Is CPU time relevant to Hyperthreading?

Question 1

It's quite possibly an artefact of how CPU time is measured. A trivial example, if you run a 100 MHz CPU and a 3 GHz CPU for one second each, each will report that it ran for one second. The second CPU might do 30 times more work, but it takes one second.

With hyperthreading, a reasonable (not quite accurate) model would be that one core can run either one task at lets say 2000 MHz, or two tasks at lets say 1200 MHz. Running two tasks it does only 60% of the work per thread, but 120% of the work for both threads together, a 20% improvement. But if the OS asks how many seconds of CPU time was used, the first will report "1 second" after each second on real time, while the second will report "2 seconds".

So the reported CPU time goes up. If it less than doubles, overall performance is improved.

Question 2

Quick question - are you running the genuine time program /usr/bin/time, or the built in bash command of the same name? I'm not sure that matters, they look very similar.

Looking at your table of numbers I sense that the processed data set (ie input plus all the out data) is reasonably large overall (bigger than L2 cache), and that the processing per data item is not that lengthy.

The numbers show a nearly linear improvement from 1 to 2 cores, but that is tailing off significantly by the time you're using 4 cores. The hyoerthreaded cores are adding virtually nothing. This means that something shared is being contended for. Your program has free running threads, so that thing can only be memory (L3 cache and main memory on the i7).

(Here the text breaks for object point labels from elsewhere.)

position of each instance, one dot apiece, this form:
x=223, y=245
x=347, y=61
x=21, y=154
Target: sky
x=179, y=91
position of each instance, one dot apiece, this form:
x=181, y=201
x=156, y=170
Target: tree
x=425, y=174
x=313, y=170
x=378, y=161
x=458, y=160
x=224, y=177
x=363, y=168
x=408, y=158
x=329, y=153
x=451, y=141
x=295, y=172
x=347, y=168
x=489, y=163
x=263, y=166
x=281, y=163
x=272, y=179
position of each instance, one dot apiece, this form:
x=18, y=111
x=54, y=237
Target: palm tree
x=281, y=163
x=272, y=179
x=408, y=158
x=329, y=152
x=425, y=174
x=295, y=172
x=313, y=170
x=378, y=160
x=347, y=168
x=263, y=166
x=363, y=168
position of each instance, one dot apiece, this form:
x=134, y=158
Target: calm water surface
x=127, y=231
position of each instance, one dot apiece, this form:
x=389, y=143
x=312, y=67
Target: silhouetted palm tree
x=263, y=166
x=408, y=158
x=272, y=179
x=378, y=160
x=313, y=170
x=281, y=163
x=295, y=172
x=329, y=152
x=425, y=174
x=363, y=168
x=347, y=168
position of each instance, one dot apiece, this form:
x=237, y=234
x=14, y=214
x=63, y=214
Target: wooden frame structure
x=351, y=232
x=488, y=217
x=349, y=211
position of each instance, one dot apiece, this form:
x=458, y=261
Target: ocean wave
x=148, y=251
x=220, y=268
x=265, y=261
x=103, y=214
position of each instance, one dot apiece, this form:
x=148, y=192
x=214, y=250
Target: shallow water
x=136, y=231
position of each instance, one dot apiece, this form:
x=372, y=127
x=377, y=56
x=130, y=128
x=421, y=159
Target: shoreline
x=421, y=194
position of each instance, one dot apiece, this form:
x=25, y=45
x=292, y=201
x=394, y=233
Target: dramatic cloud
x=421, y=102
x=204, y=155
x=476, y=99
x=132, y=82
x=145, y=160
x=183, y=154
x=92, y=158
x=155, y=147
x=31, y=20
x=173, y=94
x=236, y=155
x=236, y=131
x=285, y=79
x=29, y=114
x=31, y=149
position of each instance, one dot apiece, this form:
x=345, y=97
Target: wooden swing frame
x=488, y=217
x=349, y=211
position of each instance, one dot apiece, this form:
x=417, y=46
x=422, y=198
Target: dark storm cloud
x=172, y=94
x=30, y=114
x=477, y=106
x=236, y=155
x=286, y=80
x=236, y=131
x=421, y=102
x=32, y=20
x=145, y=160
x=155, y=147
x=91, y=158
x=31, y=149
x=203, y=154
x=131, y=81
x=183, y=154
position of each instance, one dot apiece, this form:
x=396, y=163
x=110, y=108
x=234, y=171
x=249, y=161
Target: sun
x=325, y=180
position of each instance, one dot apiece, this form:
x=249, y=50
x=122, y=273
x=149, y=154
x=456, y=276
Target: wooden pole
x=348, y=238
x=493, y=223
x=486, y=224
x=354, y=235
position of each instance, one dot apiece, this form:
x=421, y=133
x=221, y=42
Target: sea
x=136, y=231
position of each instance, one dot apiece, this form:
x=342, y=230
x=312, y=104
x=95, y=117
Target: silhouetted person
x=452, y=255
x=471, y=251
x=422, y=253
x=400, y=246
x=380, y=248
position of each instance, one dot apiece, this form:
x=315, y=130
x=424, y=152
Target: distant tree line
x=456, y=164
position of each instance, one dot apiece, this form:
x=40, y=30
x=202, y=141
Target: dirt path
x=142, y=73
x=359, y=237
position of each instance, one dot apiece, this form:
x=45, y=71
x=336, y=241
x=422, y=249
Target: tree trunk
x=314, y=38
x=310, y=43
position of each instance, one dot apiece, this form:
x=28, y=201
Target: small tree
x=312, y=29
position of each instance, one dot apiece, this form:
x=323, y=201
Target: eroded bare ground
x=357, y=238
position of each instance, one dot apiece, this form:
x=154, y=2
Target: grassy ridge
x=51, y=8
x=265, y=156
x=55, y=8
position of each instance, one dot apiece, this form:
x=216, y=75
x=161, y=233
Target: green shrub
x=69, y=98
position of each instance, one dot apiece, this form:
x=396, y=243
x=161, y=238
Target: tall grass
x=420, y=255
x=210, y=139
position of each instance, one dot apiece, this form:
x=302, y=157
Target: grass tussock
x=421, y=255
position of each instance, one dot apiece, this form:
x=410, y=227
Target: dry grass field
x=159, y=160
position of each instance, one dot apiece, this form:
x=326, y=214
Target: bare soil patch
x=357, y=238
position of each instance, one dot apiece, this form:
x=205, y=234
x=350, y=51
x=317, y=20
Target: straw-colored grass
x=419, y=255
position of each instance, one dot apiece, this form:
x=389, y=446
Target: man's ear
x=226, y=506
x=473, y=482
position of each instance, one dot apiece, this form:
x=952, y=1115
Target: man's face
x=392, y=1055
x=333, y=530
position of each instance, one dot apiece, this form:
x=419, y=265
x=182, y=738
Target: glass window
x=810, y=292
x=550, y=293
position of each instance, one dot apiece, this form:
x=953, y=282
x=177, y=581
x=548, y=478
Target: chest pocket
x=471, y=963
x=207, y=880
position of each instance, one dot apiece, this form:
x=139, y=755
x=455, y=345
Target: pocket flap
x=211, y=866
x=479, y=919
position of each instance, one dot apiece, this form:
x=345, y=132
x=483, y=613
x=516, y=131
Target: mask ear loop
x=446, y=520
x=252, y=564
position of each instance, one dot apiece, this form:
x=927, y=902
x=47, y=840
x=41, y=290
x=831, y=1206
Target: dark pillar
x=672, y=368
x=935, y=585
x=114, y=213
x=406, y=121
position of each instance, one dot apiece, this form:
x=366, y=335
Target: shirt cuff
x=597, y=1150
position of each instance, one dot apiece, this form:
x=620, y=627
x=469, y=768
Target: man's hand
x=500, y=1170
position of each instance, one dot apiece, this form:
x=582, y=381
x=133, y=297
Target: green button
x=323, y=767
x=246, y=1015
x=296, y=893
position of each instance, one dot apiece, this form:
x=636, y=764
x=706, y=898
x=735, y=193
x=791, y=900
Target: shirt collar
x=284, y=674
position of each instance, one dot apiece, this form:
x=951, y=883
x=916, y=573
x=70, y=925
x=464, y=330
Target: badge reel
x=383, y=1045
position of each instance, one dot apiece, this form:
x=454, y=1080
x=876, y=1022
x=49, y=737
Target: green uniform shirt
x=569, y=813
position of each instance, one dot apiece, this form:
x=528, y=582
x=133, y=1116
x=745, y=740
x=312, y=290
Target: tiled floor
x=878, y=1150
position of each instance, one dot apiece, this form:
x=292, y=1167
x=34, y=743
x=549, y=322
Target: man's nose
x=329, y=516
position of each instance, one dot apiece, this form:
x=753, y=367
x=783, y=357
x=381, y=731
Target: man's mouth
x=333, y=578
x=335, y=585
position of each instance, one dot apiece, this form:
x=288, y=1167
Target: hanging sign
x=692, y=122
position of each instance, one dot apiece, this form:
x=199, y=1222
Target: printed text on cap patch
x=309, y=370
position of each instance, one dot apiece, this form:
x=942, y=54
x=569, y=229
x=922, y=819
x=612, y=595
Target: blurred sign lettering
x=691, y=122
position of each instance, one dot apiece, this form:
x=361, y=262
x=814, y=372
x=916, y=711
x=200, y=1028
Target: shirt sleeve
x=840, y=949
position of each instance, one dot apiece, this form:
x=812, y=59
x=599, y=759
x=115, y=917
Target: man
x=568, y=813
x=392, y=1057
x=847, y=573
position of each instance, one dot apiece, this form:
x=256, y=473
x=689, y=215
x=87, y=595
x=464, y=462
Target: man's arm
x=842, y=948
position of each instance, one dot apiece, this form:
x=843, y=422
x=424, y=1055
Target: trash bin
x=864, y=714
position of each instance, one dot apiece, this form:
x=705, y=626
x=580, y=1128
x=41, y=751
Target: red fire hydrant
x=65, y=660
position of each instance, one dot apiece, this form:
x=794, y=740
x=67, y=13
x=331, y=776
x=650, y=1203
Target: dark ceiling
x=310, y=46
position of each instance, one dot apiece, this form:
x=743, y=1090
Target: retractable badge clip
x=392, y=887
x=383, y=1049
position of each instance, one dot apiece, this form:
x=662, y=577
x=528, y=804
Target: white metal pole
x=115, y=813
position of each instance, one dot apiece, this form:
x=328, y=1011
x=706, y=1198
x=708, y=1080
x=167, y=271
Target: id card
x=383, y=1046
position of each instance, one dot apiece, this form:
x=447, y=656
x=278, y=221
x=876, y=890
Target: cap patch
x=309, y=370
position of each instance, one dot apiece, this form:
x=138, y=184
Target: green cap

This sounds like a typical example of being I/O bound rather than compute bound, the I/O in this case being to/from L3 cache and main memory. L2 cache is 256k, so I'm guessing that the size of your input data plus one set of results and all intermediate arrays is bigger than 256k.

Am I near the mark?

Generally speaking when considering how many threads to use you have to take shared cache and memory speeds and data set sizes into account. That can be a right be a right bugger because you have to work it out at run time, which is a lot of programming effort (unless your hardware config is fixed).